Вот в этом отсутствии господствующих теорий, в недоверии к религиозным догматам и научным доктринам и заключается характерная особенность переживаемой нами эпохи, наиболее совершенным выразителем которой является Ренан. К чему он стремится? В чем его вера? Вот вопросы, связанные очень тесно с более общим вопросом о значении и характере нашего тревожного, тяжелого переходного времени.
По-видимому, безграничное сомнение уже достигло своего крайнего развития. Дальше идти некуда. Все осмеяно и оплевано, с тех пор как скептицизм вошел в моду и сделался достоянием улицы. И от такого великого и прославленного писателя, как Ренан, мы вправе требовать, чтобы взамен разбитых и осмеянных идеалов он дал нам хоть тень надежды впереди, чтобы он не преклонялся перед грубой силой, не менял своих убеждений по воле внешних обстоятельств, подобно Бисмарку, чтобы его скептицизм не превышал его стремления к истине и добру и чтобы он указал хотя бы далекий исход терзающим нас сомнениям. Поэтому при изучении его произведений мы обратим особенное внимание на их положительную сторону. Постараемся понять Ренана не только как скептика и разрушителя верований, но и как творца и провозвестника лучшего будущего.
Глава I
Детство и отрочество Ренана 1823—1838.
Жозеф Эрнест Ренан только по своей национальности француз, а по происхождению скорее бретонец, то есть принадлежит к особой расе, и теперь населяющей почти сплошь Северо-Западную Францию на рубежах Ла-Манша и Атлантического океана и происшедшей в V и VI веках нашей эры от смешения древних кельтов с беглецами из Великобритании. Низшие классы населения Бретани еще поныне сохраняют древне-языческое миросозерцание, слегка лишь облагороженное тысячелетним влиянием христианской веры, и древний язык, каким говорили их предки, кельты, сражавшиеся с Юлием Цезарем за 50 лет до Р. Хр.

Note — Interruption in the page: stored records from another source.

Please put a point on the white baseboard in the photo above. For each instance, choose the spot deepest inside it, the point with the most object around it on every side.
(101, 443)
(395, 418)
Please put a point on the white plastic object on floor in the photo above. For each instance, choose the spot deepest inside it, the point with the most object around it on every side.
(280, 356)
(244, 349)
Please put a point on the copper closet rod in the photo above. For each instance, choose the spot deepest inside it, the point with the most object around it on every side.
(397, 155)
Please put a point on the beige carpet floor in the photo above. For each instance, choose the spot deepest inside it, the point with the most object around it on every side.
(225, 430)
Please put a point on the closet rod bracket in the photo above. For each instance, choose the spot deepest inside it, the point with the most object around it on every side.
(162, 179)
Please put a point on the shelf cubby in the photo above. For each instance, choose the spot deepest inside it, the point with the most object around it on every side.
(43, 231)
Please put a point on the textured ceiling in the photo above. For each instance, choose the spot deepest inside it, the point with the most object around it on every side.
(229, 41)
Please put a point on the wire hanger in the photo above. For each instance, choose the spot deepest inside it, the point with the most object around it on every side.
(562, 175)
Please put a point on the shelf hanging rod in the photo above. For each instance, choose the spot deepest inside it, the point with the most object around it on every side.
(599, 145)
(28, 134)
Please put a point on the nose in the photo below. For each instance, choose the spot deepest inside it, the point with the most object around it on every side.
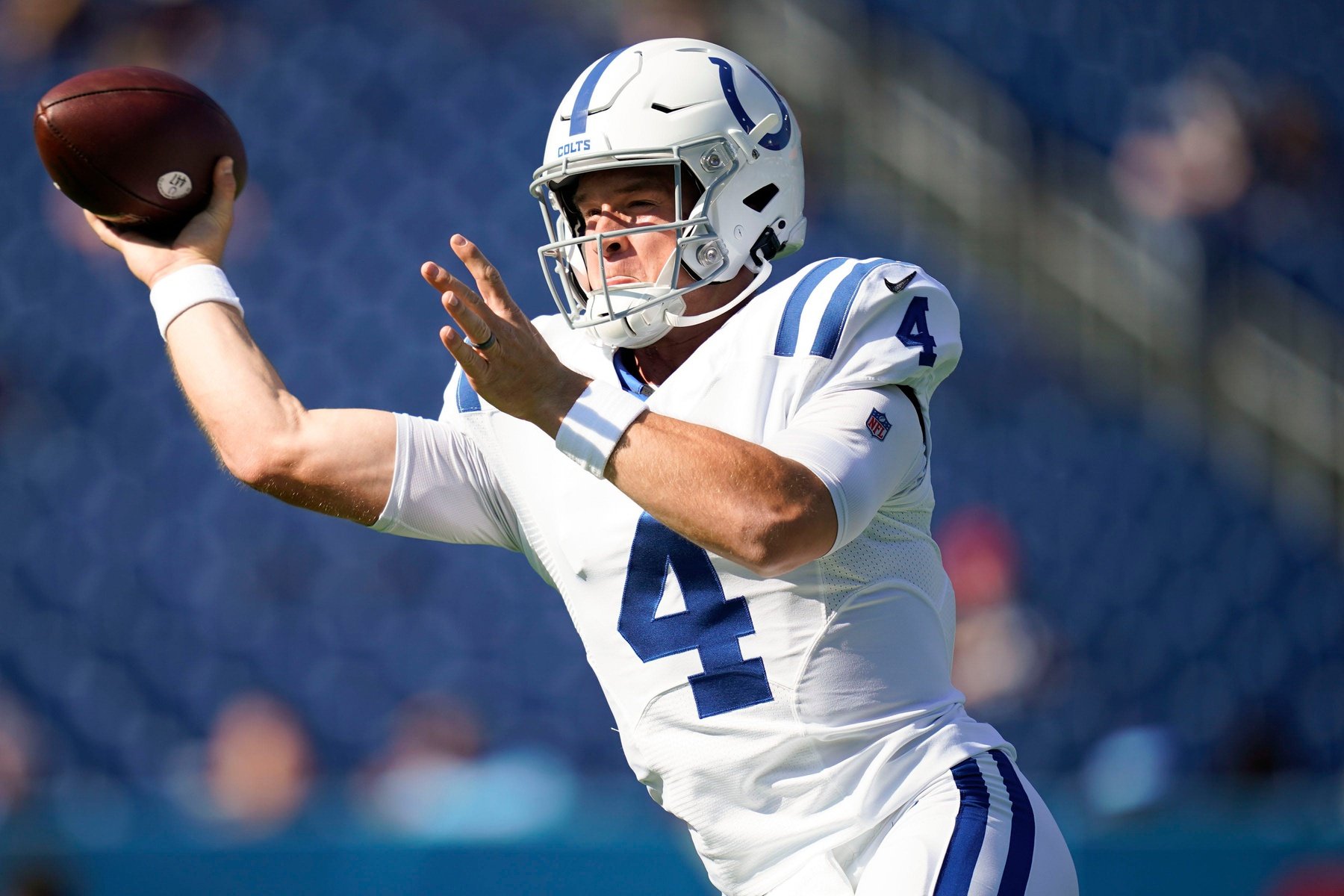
(611, 225)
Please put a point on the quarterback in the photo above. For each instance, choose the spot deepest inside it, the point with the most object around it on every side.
(727, 485)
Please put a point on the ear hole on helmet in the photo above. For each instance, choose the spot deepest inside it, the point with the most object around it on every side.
(766, 246)
(759, 199)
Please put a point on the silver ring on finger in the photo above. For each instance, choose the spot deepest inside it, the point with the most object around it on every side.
(483, 347)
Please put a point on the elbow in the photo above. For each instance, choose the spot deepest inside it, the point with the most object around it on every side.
(777, 544)
(264, 465)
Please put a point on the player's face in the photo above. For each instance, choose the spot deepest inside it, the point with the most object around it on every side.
(615, 200)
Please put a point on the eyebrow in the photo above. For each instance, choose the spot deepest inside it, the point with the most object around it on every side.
(633, 187)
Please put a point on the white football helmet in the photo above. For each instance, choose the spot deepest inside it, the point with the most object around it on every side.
(734, 149)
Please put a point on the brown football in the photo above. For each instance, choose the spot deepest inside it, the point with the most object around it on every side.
(136, 147)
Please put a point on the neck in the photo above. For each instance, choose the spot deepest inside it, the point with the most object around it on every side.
(655, 363)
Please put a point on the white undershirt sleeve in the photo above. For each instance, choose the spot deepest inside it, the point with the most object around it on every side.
(444, 489)
(831, 437)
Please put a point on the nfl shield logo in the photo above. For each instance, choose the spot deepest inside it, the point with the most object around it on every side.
(880, 425)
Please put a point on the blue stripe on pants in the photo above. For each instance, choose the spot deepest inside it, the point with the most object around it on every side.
(1021, 841)
(968, 833)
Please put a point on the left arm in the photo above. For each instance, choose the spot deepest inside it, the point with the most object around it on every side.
(739, 500)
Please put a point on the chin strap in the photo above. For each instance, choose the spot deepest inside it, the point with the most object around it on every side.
(683, 320)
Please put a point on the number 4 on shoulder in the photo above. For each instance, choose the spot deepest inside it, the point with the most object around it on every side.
(914, 331)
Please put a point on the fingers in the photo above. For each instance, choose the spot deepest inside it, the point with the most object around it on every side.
(100, 227)
(467, 309)
(472, 361)
(488, 279)
(226, 188)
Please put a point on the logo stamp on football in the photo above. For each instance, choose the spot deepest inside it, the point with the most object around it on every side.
(880, 425)
(175, 184)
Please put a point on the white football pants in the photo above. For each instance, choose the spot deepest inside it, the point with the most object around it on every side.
(979, 829)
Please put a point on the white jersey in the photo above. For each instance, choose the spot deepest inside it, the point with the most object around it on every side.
(779, 718)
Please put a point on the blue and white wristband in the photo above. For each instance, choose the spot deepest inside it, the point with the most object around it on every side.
(188, 287)
(596, 423)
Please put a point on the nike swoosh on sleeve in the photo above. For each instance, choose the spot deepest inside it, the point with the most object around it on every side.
(897, 287)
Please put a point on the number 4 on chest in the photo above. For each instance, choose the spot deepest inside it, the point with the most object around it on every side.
(712, 622)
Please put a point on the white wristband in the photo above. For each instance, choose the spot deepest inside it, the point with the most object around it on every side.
(594, 425)
(188, 287)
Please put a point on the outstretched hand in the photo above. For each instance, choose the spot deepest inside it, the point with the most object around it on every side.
(517, 373)
(201, 242)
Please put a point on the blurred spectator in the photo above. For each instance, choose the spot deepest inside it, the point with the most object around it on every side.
(435, 782)
(1129, 770)
(1001, 647)
(1260, 744)
(255, 770)
(1254, 166)
(1313, 879)
(1194, 158)
(652, 19)
(18, 750)
(260, 762)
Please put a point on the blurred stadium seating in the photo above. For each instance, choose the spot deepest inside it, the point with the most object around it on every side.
(141, 590)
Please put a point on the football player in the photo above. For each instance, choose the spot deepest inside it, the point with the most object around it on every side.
(727, 485)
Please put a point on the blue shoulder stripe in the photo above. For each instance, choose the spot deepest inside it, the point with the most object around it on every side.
(968, 832)
(1021, 840)
(838, 311)
(578, 119)
(786, 340)
(467, 396)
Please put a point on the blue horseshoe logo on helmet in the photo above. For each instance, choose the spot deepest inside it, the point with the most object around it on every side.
(777, 140)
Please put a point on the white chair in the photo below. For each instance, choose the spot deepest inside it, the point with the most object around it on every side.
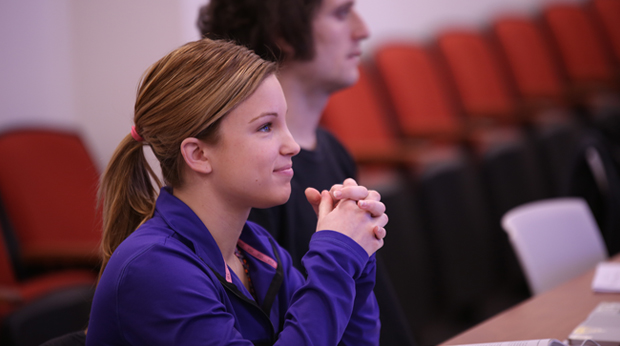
(555, 240)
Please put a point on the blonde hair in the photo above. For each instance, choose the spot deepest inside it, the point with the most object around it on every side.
(185, 94)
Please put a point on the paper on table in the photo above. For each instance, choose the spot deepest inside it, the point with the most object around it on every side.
(607, 278)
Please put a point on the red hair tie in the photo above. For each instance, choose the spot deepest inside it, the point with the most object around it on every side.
(135, 134)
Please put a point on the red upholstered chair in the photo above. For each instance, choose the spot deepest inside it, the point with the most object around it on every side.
(418, 92)
(607, 12)
(479, 77)
(15, 294)
(530, 60)
(48, 185)
(581, 48)
(357, 116)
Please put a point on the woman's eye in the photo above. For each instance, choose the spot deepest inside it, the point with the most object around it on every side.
(343, 12)
(266, 127)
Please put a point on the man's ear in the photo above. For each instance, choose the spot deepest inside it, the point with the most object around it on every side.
(194, 153)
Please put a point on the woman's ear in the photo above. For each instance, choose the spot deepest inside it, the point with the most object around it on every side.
(194, 153)
(286, 48)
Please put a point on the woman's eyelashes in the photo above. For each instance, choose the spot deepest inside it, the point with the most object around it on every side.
(266, 127)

И вот каким-то чудом, благодаря лишь силе первобытного народного духа, в эпоху крупных политических катастроф в современной культурной Франции, изрезанной по всем направлениям телеграфными и железнодорожными линиями, не особенно далеко от столицы мира Парижа сохранились еще такие глухие углы, в сравнении с которыми даже Чухлома, Чебоксары и другие захудалые города не показались бы особенно дикими и отсталыми. В одном из таких местечек, а именно в Трегье, приютившемся у подножия громадного средневекового монастыря, 27 февраля 1823 года в бедной семье родился болезненный недоношенный ребенок, которому со временем было суждено сделаться властителем дум своего поколения.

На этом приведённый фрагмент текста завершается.